R.E.M. had been a part of my musical world since I graduated high school in 1980, yet their demise was clearly a non-event in my life. I hadn’t listened to any new music by them in years; while I still enjoy Chronic Town and Murmur, after that they seemed to be more obvious, less mysterious. But their breakup made me realize something about myself, and the world around me.
They came along when I, and most of my generation were shrugging off the ways of adolescence and the enforced conformity of high school and going out in the world. No longer would we be riding in the same cars to the same parties with the same friends listening to either Pink Floyd’s The Wall or the vapid Hotel California by The Eagles. For us, facing life on our own via college or work, meant discovery and the shock of something new. To some this was a heady sensation. I remember discovering a new band every week, from punk to blues to country. I recall hearing Texas Flood by Stevie Ray Vaughan and early Jason and the Nashville Scorchers during one month in the early ’80s- and remember, at the time, no one played the blues and certainly didn’t combine Hank Williams and AC/DC the way the Scorchers did. It was grand. About the same time I drove my roommates crazy with a pair of singles- “Too Drunk To Fuck” by the Dead Kennedys and “Love Will Tear Us Apart” by Joy Division. To most of them music was a mindless supplement to whatever else you were doing, and it certainly wasn’t supposed to be as grating and angry as punk.

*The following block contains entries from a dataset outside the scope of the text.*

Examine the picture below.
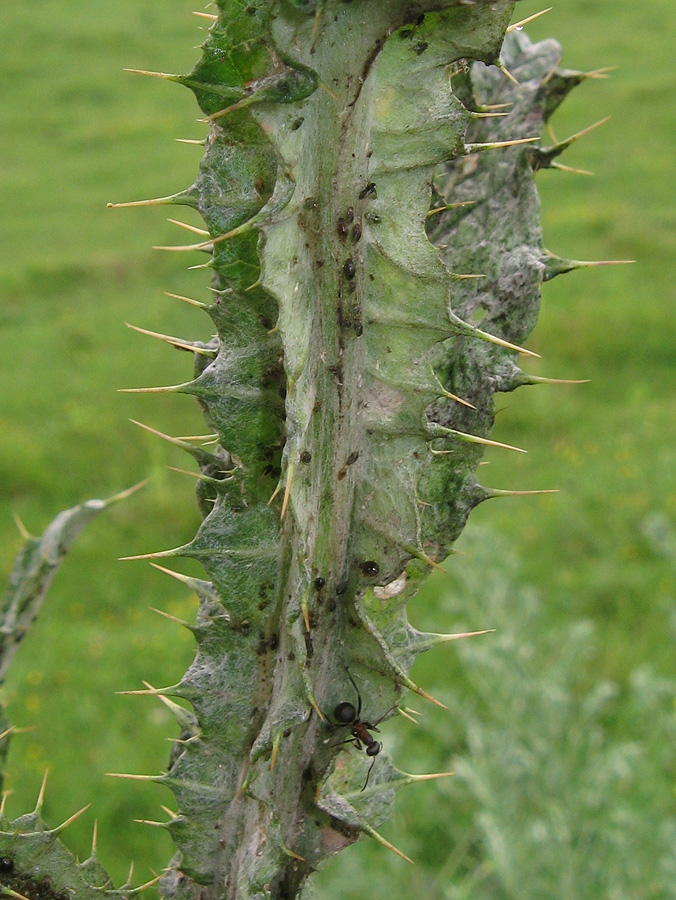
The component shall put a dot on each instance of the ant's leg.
(356, 689)
(383, 717)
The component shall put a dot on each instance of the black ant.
(346, 715)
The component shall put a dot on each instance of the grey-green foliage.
(350, 392)
(553, 803)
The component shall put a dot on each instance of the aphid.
(347, 716)
(368, 191)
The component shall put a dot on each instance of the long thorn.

For those people, R.E.M. was perfect. While they didn’t sound like what you had just spend five years in high school listening to, you could still dance to them, and since Michael Stipe’s lyrics were impossible to fathom, you could safely ignore them. Couldn’t do that listening to Johnny Rotten’s acerbic “Anarchy in the UK”- I am an anti-Christ– or Black Flag. But for 20-somethings in a brave new world- even if that meant the community college down the road- R.E.M. was the soundtrack. And by the reaction that their breakup garnered in the online community, you’d think the last 25 years didn’t happen and “Don’t Go Back To Rockville” had just been released.
When I read “R.E.M.: America’s Greatest Band” in The Atlantic, it gave me pause. To me, R.E.M. had long since faded into the past, kept on a shelf along with Led Zeppelin or Aerosmith; i.e., music that once meant something to me at one time, but that time was past. I wasn’t the same person, and I had no desire to be that person again. But for some, R.E.M. reminds them of a charmed time in their lives when they were young, with the world in front of them. And not the world of mindless work and foreclosed houses, but rather a perhaps the last time you thought of yourself as able to do anything, the skies the limit. After a few margaritas and a spin of “Stand!” these people are able to escape back to a more hopeful time, free of the challenges of adulthood. Some people on Facebook remarked that the breakup meant “The 80s just died“- and for them, it probably has. To spend your life looking backwards at what used to be seems to me a life just waiting out the years, with no joy left to anticipate. And to me, that is inexcusable. I relish the thought of a lifetime yet to come, with new books to read, new musical journeys to follow. It’s what makes life worth doing. I don’t chide my friends for their nostalgia, but I don’t look at life that way. To each his own, I suppose.
And anyway, R.E.M. as America’s greatest band? Good grief, that’s silly. That would be Pere Ubu.